An even more interesting problem is getting rigorous (meaning: formally translatable) specifications of the expected data and objects. The difficulty is that this takes a lot of long, deep thinking and reflective writing, tactics that were prized activities in decades past but which have met with extreme disfavor in Agile Internet time. Present first-world Homo Sapiens seem to have trained their working memories so that they are barely able to consider meaning in a full length Tweet, let alone a missive as long as this rant.

But I digress. Formal and complete specifications are only plausible, if at all, as an end result of a long development process.  We could expect to possibly accrue such comprehensive specifications over the duration of a project, as an executable or translatable artifact: code; test specification; or literate programming via configuration parameters represented in markup documents. The point is, specifications don't just pop into existence, they are a side-effect of long term thinking and communication processes.

Whether we choose to value that content higher than working project code (which is likely a waste unless it is a research project); or devalue that content to the point of immediately discarding it like so many candy wrappers and beer bottles on the ground (which is a likely waste unless it is a trivial project); or find a way to make that content an integral aspect of the artifacts under construction (literate programming, configuration by convention, specification translation); so long as the team can maintain an adequate level of context and understanding, there is a path forward.

No, the devil in acceptance testing is in the details: our tools on the client side are immature, and one reason that people are stuck on stupid is an irrational obsession with using one, and only one, language to solve the problem.

Don't get me wrong: that language you use, be it Javacript or PHP or Gherkin or whatever, is just fine. But that language choice, for end-to-end acceptance testing, is barely even relevant.  The specific language choice is not necessary and not sufficient.  What matters is whether the tooling can actually perform a simple step like input a select option and observe a change happen as a result of a back-end transaction. I recently ran into trouble with Codeception/Behat/Mink because of this issue. Most of the acceptance testing frameworks I've seen give the developer way too much grief to work around these scenarios, if they can even work with them correctly at all.

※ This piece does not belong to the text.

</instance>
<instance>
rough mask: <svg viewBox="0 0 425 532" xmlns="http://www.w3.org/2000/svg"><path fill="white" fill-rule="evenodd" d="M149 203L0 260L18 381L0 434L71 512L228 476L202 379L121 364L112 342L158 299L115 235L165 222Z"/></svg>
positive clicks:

I'd rather use Javascript (or better yet, CoffeeScript) to write acceptance tests for a PHP application, if it means that the test engine will be able to smoothly traverse the client side interactions. Codeception is a nice integration of PHP toolkits - one of the best I've seen - but the fact that a test framework uses PHP exclusively as a testing language means LESS THAN NOTHING to me. That a client-side test engine which understands Javascript can be bridged to a library of modules in a second language (PHP) simply presents on-going risk of flaws with no opportunity for accruing benefits.

It really amounts to introducing multiple layers of indirection in order to avoid using a native language of the actual test platform. As always the problem this strategy creates is too many layers of indirection.